With an indemnity plan (sometimes called fee-for-service), you can use any medical provider (such as a doctor/provider, clinic and hospital). You or they send the bill to the insurance company, which pays part of it. Usually you have a deductible, which is the amount of the covered expenses you must pay each year before the insurer starts to reimburse you (usually $200 but does vary from plan to plan).
Once you meet the deductible, most indemnity plans pay a percentage of what they consider the usual and customary care for covered services. The insurer generally pays 80 percent of the usual and customary costs and you pay the other 20 percent, which is known as "co-insurance". If the provider charges more than the usual and customary rates, you will have to pay both the co-insurance and the excess charges.

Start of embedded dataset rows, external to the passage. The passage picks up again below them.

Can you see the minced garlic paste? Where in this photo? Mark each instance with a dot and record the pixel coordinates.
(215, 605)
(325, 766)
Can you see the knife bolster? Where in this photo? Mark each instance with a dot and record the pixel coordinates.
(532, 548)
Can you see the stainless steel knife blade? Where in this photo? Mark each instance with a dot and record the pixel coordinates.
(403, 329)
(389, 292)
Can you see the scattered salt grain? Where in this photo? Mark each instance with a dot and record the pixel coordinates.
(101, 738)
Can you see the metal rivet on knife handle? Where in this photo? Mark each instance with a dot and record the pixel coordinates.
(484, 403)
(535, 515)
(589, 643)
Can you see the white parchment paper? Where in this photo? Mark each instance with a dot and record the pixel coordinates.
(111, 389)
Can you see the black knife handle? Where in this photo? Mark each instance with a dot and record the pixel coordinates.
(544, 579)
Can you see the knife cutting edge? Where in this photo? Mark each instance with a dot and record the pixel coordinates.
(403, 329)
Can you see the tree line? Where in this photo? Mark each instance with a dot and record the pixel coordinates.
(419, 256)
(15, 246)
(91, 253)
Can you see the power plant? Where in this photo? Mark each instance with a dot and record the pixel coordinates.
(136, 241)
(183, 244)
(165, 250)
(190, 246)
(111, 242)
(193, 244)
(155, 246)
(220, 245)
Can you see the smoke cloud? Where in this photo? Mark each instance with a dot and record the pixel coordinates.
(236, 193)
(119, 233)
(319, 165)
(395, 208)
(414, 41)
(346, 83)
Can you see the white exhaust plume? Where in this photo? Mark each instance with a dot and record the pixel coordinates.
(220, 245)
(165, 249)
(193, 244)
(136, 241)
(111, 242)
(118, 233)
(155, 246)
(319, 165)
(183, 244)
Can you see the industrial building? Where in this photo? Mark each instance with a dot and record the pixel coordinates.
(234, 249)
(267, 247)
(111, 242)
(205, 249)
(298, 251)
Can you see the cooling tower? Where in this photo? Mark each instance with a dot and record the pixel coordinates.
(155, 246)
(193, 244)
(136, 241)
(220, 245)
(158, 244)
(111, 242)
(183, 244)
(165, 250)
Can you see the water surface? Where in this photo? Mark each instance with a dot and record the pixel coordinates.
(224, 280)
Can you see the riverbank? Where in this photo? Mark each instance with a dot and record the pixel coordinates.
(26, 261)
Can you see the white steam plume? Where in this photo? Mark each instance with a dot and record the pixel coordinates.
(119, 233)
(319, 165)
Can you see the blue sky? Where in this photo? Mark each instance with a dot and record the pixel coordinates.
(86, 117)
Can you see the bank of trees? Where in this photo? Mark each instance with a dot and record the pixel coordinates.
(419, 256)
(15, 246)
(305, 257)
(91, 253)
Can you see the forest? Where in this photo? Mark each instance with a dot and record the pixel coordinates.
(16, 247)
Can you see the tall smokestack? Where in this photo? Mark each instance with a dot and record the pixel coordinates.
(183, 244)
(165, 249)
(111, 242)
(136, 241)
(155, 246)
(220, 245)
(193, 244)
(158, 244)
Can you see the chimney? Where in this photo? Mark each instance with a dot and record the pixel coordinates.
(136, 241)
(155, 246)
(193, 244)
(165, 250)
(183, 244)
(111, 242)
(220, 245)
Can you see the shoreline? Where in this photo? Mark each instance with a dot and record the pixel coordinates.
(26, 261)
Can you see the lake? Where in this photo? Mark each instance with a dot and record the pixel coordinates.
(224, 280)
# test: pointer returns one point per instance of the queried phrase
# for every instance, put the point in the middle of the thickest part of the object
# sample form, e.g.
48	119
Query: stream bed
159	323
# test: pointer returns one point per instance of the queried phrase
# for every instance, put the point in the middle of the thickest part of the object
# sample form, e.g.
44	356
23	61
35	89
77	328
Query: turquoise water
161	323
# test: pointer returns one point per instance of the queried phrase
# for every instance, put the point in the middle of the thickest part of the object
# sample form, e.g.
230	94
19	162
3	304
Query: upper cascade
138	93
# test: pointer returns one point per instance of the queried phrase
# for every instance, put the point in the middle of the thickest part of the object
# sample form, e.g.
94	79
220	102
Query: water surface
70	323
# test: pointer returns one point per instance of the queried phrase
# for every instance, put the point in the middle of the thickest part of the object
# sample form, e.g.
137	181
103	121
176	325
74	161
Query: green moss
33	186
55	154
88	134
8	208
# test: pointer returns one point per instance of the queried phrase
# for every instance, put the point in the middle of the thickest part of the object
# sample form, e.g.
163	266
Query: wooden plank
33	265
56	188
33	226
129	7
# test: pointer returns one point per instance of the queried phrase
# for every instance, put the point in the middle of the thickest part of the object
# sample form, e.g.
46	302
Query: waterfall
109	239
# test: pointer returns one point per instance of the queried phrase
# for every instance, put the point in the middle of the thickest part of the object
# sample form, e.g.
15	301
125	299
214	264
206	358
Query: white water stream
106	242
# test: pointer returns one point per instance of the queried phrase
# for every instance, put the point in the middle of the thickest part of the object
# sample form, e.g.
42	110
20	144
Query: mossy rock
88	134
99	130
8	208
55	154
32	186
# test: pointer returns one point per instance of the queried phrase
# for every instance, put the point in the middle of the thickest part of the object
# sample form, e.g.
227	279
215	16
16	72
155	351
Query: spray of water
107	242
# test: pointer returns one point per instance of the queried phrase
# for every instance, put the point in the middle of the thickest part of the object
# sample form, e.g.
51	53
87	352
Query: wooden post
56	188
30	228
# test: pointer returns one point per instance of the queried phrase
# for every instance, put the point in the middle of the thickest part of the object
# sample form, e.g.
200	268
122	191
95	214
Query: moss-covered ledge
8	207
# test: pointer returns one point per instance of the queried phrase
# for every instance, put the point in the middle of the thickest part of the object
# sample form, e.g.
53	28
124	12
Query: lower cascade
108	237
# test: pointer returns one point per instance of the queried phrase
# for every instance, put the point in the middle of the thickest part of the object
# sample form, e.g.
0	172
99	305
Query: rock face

For example, if the usual and customary fee for a medical service is $100, the insurer will pay $80. If your doctor charged $100, you will pay $20. But if the doctor charged $105, you will pay $25 (the $20 plus the difference which in this case is $5). Note that many fee-for-service plans pay hospital expenses in full; some reimburse at the 80/20 level as described above.
Indemnity Policies typically have an out of pocket maximum. This means that once your expenses reach a certain amount in a given calendar year, the usual and customary fee for covered benefits will then be paid in full by the insurer and you no longer pay the coinsurance (If your doctor bills you more than the usual customary charge, again you may still have to pay a portion of the bill.).
There also may be lifetime limits on benefits paid under the policy. Most industry experts recommend that you look for a policy whose lifetime limit is at least $1 million. Anything less may prove to be inadequate.